To be clear, we at the ‘Mine don’t think this is particularly threatening. Honestly, we’re more likely to see a Samsung Note 7 phone battery explode nearby than see someone hack into an insulin pump to do harm.

But nevertheless, security of our devices has to be taken seriously; it’s an important topic on which FDA is now considering final guidance for manufacturers even as we speak (following a public comment period earlier this year on draft guidance).

Now, the Animas pump becomes the latest device to raise red flags about the potential dangers…

Earlier this week, JnJ organized a conference call with a small number of diabetes media and advocates to discuss this issue. On that call were JnJ’s Chief Medical Officer Dr. Brian Levy and VP of Information Security Marene Allison.

They explained that JnJ had set up a website in April for patients about potential cybersecurity concerns, which was tied to the FDA guidance and came after 18 months of discussion between the manufacturer, the FDA’s Cybersecurity Division and the Dept. of Homeland Security.

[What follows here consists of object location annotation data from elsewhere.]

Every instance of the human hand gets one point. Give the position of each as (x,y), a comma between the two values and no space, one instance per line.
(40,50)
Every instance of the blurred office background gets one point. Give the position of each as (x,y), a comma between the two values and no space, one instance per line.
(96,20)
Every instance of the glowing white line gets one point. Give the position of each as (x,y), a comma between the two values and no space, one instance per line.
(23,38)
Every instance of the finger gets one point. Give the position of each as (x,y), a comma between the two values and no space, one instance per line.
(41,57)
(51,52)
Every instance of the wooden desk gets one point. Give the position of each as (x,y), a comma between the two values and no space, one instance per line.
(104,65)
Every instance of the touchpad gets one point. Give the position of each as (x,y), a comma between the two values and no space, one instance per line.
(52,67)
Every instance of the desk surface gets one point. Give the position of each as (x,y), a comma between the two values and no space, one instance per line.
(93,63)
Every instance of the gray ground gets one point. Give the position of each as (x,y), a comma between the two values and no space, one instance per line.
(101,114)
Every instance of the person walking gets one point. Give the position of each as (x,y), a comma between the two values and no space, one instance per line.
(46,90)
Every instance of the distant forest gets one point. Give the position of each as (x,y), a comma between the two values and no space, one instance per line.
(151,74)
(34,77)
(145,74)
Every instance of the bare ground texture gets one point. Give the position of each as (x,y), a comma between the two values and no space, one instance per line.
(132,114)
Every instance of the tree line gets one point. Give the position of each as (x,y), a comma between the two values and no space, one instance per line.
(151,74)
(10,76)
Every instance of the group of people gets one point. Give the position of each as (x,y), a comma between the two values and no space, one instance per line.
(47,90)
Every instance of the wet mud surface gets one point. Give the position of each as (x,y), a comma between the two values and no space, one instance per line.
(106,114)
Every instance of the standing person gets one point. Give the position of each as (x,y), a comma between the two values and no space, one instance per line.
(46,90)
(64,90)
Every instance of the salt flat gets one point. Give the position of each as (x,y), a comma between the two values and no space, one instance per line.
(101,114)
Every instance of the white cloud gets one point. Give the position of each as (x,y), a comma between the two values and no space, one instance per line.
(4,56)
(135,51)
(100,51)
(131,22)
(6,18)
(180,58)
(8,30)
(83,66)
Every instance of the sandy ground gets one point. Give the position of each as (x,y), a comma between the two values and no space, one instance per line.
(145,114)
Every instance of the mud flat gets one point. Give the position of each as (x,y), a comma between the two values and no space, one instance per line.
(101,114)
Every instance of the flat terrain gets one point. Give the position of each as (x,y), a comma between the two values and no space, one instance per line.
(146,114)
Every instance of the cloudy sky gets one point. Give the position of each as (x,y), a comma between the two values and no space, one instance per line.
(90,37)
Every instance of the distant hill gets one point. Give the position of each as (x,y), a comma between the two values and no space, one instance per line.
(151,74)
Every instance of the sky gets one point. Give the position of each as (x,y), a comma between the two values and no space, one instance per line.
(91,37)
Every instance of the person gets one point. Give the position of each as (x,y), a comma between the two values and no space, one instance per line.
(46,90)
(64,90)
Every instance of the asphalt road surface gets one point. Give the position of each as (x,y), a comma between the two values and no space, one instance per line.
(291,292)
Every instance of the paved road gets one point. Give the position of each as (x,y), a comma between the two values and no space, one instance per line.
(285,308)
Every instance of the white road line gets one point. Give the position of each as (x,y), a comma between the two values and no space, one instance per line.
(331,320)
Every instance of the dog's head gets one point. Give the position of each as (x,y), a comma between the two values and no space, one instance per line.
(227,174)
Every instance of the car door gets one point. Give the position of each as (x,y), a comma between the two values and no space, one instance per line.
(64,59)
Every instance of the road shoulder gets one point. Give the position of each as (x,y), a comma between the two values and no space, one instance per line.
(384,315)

Soon after setting up that site, they received word from Radcliffe about this particular security flaw in the Animas Ping — specifically that the unencrypted radio frequency used to enable remote communication between the pump and meter could potentially be tampered with, allowing someone to deliver insulin from as far as 25 feet away (Radcliffe has published the technical details on this Rapid7 info security website).

J&J Animas emphasizes that no one has hacked the OneTouch Ping. Rather, Radcliffe did his testing in a “controlled environment” just to prove that he could hack into the device and in doing so, exposed the potential risk.

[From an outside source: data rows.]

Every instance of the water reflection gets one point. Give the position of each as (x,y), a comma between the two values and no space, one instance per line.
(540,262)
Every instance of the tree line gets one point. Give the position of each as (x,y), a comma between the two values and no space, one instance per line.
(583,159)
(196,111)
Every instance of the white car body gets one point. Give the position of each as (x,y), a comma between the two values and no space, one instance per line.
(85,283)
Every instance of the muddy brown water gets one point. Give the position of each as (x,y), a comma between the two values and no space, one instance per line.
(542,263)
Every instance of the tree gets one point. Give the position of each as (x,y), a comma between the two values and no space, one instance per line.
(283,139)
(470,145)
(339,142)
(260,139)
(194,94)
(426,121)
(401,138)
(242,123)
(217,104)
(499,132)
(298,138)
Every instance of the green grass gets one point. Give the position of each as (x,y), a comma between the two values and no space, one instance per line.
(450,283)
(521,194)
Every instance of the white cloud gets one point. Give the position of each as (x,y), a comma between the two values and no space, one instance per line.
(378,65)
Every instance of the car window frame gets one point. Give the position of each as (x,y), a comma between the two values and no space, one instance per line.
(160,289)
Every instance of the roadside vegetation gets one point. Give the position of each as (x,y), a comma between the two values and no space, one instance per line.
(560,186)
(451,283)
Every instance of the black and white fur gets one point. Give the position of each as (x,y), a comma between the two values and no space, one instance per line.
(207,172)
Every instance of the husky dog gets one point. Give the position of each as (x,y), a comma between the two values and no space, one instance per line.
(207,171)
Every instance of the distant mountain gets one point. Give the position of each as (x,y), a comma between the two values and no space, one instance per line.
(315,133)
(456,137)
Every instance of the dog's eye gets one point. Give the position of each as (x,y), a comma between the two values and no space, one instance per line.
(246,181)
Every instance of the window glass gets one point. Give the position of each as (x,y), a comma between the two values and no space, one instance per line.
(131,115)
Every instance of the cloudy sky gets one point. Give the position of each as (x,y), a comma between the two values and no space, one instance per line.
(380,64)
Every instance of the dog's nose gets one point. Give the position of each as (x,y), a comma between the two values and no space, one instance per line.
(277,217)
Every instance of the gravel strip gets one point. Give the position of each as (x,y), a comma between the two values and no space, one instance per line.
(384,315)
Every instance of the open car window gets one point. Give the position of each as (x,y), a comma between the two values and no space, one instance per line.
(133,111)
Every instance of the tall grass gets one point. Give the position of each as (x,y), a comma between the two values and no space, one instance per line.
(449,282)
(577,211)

The company spokespeople explained that they’ve decided not to issue an update for the meter remote in large part because of the very low risk, and the fact that the risk can be mitigated with some easy steps. A “patch fix” apparently isn’t possible given the radio frequency used, as it would render the current systems unusable.

The letter the company sent to 114,000 Ping patients and their doctors in the U.S. and Canada offered this advice to those concerned:

Set Vibrating Alerts: Turn on the vibration feature for the insulin pump, which will notify a user that a bolus dose is being started by the meter remote. This gives the user the option to cancel any unwanted bolus, and of course it’s only possible to change basic bolus and basal settings from the pump itself.

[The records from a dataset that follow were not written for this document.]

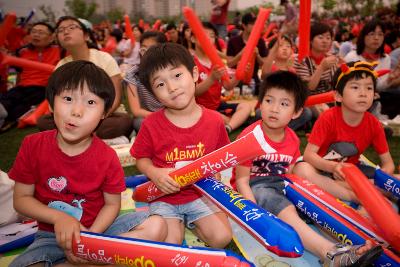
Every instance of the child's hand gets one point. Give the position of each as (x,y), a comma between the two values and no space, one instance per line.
(337,172)
(217,73)
(65,228)
(164,182)
(328,62)
(74,259)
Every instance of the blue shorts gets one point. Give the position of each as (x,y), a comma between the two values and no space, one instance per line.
(45,248)
(187,213)
(268,192)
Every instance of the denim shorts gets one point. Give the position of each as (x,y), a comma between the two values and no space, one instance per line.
(187,213)
(268,192)
(45,248)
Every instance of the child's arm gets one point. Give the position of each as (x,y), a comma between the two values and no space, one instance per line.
(311,156)
(134,103)
(159,176)
(242,182)
(387,164)
(107,214)
(65,226)
(216,74)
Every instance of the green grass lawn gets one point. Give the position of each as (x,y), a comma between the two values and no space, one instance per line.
(11,140)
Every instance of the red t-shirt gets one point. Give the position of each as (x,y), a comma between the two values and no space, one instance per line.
(330,130)
(274,164)
(219,13)
(72,184)
(30,76)
(165,144)
(212,97)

Watch Insulin History: Animas urges Ping users to keep tabs on the insulin history records inside the pump. Every insulin delivery amount, whether it’s triggered by the meter or the pump, is recorded in this history and can be reviewed for any concerns.

Turn Off Meter Remote Feature: This will of course stop the radio frequency communication between the One Touch Ping meter and the insulin pump, meaning users won’t be able to see blood sugar results on their pump or use the meter to control bolus dosing. Instead, users would have to manually key in BGs on the pump and bolus from that device.

Limit Bolus Amounts: For those who want to continue using the meter for remote bolusing, you can use the pump’s settings to limit the max bolus amount, the amount delivered within the first two hours, and the total daily dose of insulin. Any attempt to exceed or override those settings will trigger a pump alarm and prevent bolus insulin delivery.

We appreciate Animas taking measures to calm fears and offer sound tips to those who might be worried. Still, it’s odd that it took five years to discover this weakness in the Ping system given that a similar issue came up back in 2011 with a rival pump.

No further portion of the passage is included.